Nymphia Wind's partner used the drag name Juanita Wind. Plane Jane's partner Nick Lemmer used the drag persona Lazi Susan. Lazi Susan also made an appearance on the season finale. Lemmer later returned to drag with the persona Ashley in 2025.

=== Fashion ===
Q and Luna present monster-inspired outfits. Morphine Love Dion and La Tina Love Dion have sparkly dresses that tear away to bodysuits. Nymphia Wind and Juanita Wind wear feathered bodysuits; the former's is yellow and the latter's is light purple. Sapphira Cristál and Shakira Cristál wear orange outfits and large brown wigs. Plane Jane and Lazi Susan wear yellow outfits.

== Reception ==
Jason P. Frank of Vulture rated the episode five out of five stars. Queerty said, "The guys have no qualms about performing, and they're certainly at ease around queens, but it's a total blast watching them learn about tucking, walking in heels, and how to really lean into their drag personas."
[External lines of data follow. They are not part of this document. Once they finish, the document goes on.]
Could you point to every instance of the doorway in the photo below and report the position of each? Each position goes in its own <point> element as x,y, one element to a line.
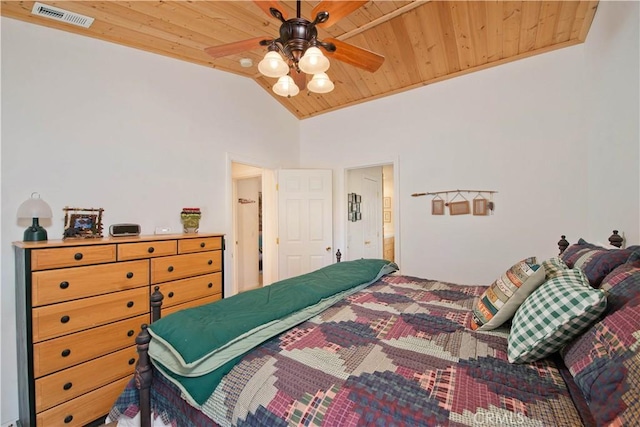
<point>372,234</point>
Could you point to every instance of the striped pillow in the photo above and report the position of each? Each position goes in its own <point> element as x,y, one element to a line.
<point>552,315</point>
<point>501,300</point>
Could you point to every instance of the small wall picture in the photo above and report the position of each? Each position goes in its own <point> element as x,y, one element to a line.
<point>82,223</point>
<point>437,207</point>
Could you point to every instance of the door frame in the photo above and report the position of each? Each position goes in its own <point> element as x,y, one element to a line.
<point>269,252</point>
<point>341,203</point>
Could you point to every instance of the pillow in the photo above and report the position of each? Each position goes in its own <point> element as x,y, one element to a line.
<point>605,360</point>
<point>554,314</point>
<point>501,300</point>
<point>594,260</point>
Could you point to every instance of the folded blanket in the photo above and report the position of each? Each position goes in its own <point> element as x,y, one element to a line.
<point>195,347</point>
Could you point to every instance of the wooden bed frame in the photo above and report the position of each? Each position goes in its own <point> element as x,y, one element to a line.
<point>143,374</point>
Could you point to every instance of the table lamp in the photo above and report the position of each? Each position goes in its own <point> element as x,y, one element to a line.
<point>35,208</point>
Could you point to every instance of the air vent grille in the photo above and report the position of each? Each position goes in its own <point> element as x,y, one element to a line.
<point>58,14</point>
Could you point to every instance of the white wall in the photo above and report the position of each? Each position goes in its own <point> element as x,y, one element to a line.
<point>556,135</point>
<point>92,124</point>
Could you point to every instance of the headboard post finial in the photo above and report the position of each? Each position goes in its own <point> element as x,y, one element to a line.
<point>615,239</point>
<point>563,243</point>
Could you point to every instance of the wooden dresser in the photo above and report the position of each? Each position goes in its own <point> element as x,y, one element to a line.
<point>80,305</point>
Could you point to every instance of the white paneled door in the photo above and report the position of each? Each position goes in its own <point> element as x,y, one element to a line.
<point>305,225</point>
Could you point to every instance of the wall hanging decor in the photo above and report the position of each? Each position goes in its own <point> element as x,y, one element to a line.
<point>353,206</point>
<point>81,223</point>
<point>481,205</point>
<point>191,219</point>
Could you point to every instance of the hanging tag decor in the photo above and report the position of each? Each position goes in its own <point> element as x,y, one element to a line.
<point>437,206</point>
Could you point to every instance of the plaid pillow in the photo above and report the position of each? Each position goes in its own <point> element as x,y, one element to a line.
<point>605,360</point>
<point>498,303</point>
<point>594,260</point>
<point>553,315</point>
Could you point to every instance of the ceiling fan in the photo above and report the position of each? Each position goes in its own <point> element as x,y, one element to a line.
<point>299,44</point>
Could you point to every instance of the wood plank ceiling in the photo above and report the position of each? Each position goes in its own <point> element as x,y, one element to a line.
<point>423,42</point>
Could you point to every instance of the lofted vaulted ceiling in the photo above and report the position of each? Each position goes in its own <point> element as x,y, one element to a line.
<point>423,42</point>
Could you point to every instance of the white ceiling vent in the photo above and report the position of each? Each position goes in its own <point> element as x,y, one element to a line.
<point>61,15</point>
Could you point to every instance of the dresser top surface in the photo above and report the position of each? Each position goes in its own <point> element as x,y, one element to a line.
<point>111,240</point>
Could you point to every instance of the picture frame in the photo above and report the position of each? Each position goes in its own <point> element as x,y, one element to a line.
<point>82,223</point>
<point>480,206</point>
<point>459,208</point>
<point>437,207</point>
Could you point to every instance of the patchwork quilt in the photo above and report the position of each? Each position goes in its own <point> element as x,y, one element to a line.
<point>396,353</point>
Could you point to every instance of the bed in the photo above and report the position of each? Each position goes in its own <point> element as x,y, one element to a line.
<point>552,342</point>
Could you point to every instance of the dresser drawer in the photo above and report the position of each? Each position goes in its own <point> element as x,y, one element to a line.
<point>42,259</point>
<point>84,409</point>
<point>73,382</point>
<point>59,353</point>
<point>180,291</point>
<point>128,251</point>
<point>72,283</point>
<point>186,246</point>
<point>193,303</point>
<point>55,320</point>
<point>181,266</point>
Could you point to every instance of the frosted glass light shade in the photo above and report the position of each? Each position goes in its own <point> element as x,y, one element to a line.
<point>320,83</point>
<point>272,65</point>
<point>286,87</point>
<point>34,207</point>
<point>313,61</point>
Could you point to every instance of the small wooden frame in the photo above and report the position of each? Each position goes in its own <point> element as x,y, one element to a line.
<point>80,223</point>
<point>459,208</point>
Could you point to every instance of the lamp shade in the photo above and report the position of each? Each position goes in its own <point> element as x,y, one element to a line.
<point>286,87</point>
<point>313,61</point>
<point>273,65</point>
<point>34,207</point>
<point>320,83</point>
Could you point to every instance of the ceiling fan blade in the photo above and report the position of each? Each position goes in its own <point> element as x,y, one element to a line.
<point>266,5</point>
<point>299,78</point>
<point>235,47</point>
<point>356,56</point>
<point>337,10</point>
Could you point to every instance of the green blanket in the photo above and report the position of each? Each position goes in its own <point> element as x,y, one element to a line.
<point>195,347</point>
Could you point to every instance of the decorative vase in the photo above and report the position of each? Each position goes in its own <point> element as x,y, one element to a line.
<point>190,219</point>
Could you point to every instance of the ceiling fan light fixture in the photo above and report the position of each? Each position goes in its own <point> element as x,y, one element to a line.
<point>313,61</point>
<point>272,65</point>
<point>286,87</point>
<point>320,83</point>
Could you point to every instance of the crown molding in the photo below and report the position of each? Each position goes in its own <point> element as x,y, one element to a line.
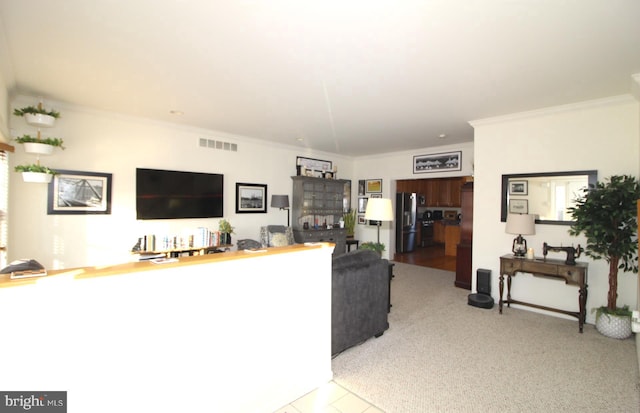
<point>589,104</point>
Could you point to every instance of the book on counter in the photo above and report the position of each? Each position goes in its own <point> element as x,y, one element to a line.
<point>25,268</point>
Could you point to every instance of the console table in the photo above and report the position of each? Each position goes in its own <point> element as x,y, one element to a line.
<point>572,275</point>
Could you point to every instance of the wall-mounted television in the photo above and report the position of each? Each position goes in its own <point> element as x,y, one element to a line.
<point>162,194</point>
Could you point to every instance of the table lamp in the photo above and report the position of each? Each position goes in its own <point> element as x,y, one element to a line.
<point>379,209</point>
<point>282,202</point>
<point>520,224</point>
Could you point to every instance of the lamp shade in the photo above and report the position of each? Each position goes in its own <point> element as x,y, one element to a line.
<point>280,201</point>
<point>379,209</point>
<point>521,224</point>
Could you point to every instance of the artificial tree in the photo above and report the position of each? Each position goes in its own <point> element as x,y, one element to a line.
<point>606,214</point>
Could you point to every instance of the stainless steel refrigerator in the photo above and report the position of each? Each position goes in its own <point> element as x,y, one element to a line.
<point>406,224</point>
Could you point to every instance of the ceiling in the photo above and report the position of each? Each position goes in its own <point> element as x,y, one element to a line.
<point>348,77</point>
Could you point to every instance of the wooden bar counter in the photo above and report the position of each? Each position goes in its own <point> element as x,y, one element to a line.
<point>231,332</point>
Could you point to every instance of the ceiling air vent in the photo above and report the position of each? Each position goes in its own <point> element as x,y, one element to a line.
<point>214,144</point>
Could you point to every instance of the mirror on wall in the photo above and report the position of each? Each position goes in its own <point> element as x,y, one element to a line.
<point>546,195</point>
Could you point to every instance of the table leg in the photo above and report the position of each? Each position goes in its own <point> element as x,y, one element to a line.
<point>583,302</point>
<point>501,288</point>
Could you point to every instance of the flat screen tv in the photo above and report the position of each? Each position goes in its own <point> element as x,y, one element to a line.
<point>162,194</point>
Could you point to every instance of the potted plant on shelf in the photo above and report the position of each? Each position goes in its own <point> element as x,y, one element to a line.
<point>373,246</point>
<point>38,145</point>
<point>606,215</point>
<point>35,173</point>
<point>226,230</point>
<point>38,115</point>
<point>349,219</point>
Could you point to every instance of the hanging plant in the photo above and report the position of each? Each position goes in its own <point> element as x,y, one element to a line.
<point>34,168</point>
<point>57,142</point>
<point>36,110</point>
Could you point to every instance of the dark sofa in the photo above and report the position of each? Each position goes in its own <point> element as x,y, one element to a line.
<point>360,298</point>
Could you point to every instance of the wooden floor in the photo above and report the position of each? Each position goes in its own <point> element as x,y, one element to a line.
<point>432,256</point>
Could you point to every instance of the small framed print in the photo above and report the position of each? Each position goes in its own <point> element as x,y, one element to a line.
<point>374,186</point>
<point>251,198</point>
<point>362,205</point>
<point>437,162</point>
<point>76,192</point>
<point>518,187</point>
<point>518,206</point>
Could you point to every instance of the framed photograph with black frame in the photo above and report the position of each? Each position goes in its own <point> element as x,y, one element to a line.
<point>374,186</point>
<point>437,162</point>
<point>362,205</point>
<point>251,198</point>
<point>518,206</point>
<point>79,193</point>
<point>315,164</point>
<point>519,187</point>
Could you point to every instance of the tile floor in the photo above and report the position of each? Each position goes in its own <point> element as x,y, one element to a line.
<point>330,398</point>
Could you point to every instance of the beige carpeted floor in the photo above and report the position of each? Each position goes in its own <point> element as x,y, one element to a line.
<point>442,355</point>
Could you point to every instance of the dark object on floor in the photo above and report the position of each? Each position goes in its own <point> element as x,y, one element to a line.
<point>482,298</point>
<point>360,298</point>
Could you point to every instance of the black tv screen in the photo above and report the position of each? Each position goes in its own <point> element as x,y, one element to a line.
<point>164,194</point>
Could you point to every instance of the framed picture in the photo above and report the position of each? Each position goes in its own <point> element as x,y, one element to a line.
<point>314,164</point>
<point>374,185</point>
<point>518,206</point>
<point>75,192</point>
<point>437,162</point>
<point>251,198</point>
<point>362,205</point>
<point>346,197</point>
<point>518,187</point>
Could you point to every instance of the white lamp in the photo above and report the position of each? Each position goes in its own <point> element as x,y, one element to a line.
<point>520,224</point>
<point>379,209</point>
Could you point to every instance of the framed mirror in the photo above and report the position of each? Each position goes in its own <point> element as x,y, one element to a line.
<point>546,195</point>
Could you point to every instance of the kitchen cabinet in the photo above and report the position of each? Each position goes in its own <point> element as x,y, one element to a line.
<point>451,239</point>
<point>465,248</point>
<point>436,192</point>
<point>438,232</point>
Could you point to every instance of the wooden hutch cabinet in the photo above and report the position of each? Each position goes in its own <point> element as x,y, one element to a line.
<point>316,210</point>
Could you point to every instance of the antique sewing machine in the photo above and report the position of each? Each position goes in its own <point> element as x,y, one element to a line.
<point>572,253</point>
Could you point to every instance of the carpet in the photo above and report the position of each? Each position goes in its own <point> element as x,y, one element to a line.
<point>442,355</point>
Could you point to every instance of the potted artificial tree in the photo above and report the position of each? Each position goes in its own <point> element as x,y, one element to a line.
<point>35,173</point>
<point>36,145</point>
<point>606,215</point>
<point>226,230</point>
<point>38,115</point>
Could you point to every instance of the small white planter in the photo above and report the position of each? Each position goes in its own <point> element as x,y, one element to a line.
<point>37,177</point>
<point>40,119</point>
<point>38,148</point>
<point>614,326</point>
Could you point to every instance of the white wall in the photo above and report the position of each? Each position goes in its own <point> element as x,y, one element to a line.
<point>602,135</point>
<point>203,343</point>
<point>392,167</point>
<point>105,142</point>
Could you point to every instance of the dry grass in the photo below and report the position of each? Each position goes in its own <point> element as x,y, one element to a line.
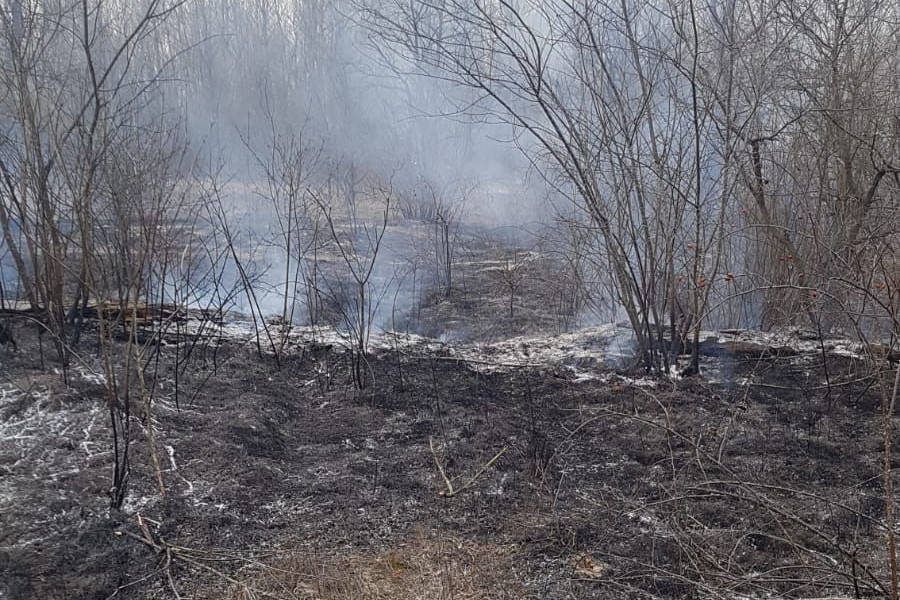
<point>424,567</point>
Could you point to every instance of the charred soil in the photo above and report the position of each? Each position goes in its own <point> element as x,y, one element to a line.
<point>286,482</point>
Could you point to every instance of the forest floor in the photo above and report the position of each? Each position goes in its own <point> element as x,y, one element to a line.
<point>762,478</point>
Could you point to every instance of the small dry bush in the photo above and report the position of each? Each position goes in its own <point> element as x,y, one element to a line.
<point>436,569</point>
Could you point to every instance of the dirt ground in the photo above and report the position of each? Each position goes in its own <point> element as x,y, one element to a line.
<point>285,482</point>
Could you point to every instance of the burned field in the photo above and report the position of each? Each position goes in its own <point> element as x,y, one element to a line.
<point>447,477</point>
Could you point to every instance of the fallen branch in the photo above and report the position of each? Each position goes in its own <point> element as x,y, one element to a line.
<point>450,491</point>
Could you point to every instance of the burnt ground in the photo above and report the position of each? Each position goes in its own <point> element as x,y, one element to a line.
<point>284,481</point>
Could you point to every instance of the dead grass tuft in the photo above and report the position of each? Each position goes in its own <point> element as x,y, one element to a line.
<point>438,568</point>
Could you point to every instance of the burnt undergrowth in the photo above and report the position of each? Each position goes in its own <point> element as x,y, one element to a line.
<point>287,482</point>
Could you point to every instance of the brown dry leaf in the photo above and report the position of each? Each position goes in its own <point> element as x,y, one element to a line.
<point>589,567</point>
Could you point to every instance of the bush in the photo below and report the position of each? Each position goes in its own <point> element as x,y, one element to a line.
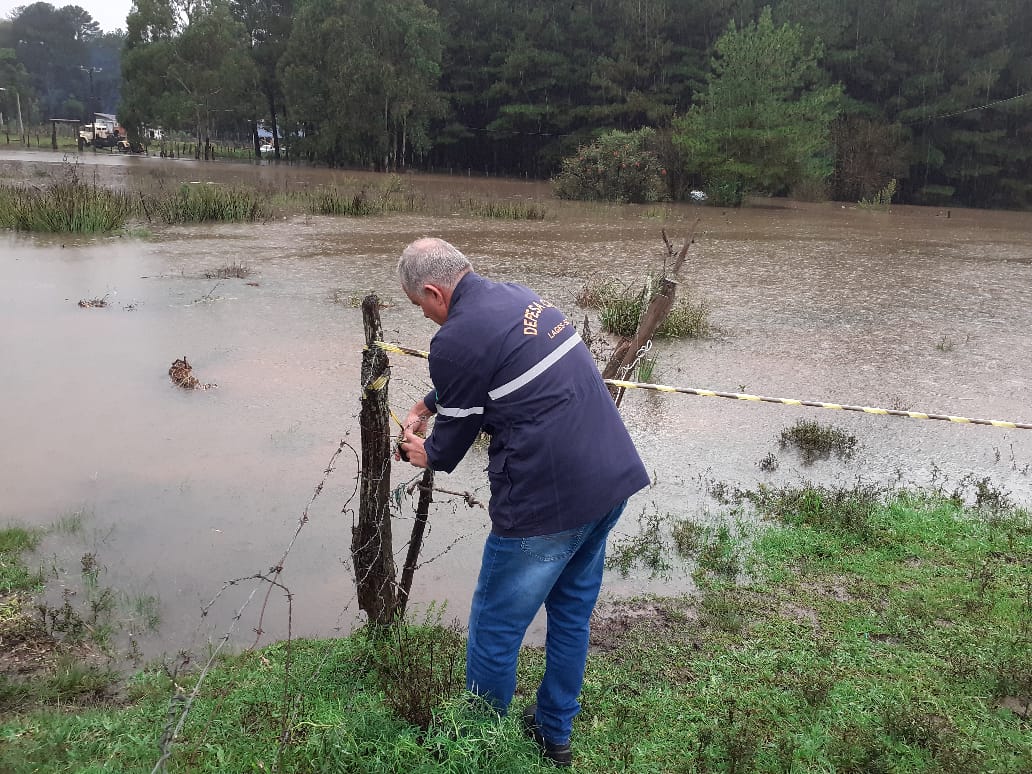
<point>619,311</point>
<point>618,166</point>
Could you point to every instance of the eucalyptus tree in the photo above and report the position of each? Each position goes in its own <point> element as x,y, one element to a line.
<point>186,65</point>
<point>362,78</point>
<point>763,122</point>
<point>52,44</point>
<point>268,24</point>
<point>935,95</point>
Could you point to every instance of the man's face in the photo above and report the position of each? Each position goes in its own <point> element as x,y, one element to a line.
<point>432,301</point>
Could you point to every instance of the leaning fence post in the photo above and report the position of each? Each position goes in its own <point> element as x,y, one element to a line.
<point>371,539</point>
<point>416,542</point>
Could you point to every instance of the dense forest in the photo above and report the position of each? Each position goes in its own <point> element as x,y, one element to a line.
<point>817,98</point>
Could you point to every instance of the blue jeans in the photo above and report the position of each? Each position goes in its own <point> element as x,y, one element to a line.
<point>517,576</point>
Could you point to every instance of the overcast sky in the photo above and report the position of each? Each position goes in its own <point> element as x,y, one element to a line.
<point>110,14</point>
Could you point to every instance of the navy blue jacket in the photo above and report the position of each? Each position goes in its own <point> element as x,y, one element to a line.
<point>509,363</point>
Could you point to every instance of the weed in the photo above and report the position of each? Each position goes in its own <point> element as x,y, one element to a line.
<point>595,292</point>
<point>848,511</point>
<point>69,205</point>
<point>719,555</point>
<point>232,270</point>
<point>199,203</point>
<point>815,441</point>
<point>418,666</point>
<point>646,368</point>
<point>514,211</point>
<point>646,549</point>
<point>688,538</point>
<point>13,575</point>
<point>882,199</point>
<point>620,313</point>
<point>98,302</point>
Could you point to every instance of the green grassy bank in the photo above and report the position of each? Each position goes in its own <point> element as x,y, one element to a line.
<point>856,631</point>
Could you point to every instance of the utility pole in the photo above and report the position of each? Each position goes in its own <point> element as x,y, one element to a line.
<point>21,129</point>
<point>93,106</point>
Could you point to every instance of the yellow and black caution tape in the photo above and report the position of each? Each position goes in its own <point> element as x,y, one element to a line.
<point>818,405</point>
<point>386,347</point>
<point>763,398</point>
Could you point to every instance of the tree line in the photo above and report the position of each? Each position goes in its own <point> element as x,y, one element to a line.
<point>57,63</point>
<point>816,98</point>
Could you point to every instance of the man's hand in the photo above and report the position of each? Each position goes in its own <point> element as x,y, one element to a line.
<point>416,420</point>
<point>413,431</point>
<point>412,446</point>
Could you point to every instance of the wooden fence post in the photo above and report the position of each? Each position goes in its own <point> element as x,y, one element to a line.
<point>372,550</point>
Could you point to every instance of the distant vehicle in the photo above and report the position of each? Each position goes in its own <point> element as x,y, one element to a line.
<point>98,135</point>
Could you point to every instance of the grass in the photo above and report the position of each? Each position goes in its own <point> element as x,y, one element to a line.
<point>68,206</point>
<point>14,576</point>
<point>897,640</point>
<point>198,203</point>
<point>514,211</point>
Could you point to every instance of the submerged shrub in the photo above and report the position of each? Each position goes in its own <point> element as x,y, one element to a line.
<point>618,166</point>
<point>815,441</point>
<point>819,507</point>
<point>621,310</point>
Stephen Daw ranked the "Miss Me More" performance number 23 in Billboards list of the season's lip-sync contests, writing: "Morphine managed to pull focus with a whirlwind of well-timed tricks that added a little extra kick to this country kiss-off. But Sapphira's sometimes-subtle, sometimes-boisterous, always-hilarious performance had just enough oomph to show the judges that it was not her time to depart." Daw opined, "It was the right call from the judges — we just can't help but think the 'Miss Me More' lip sync didn't quite live up to the standard set throughout season 16."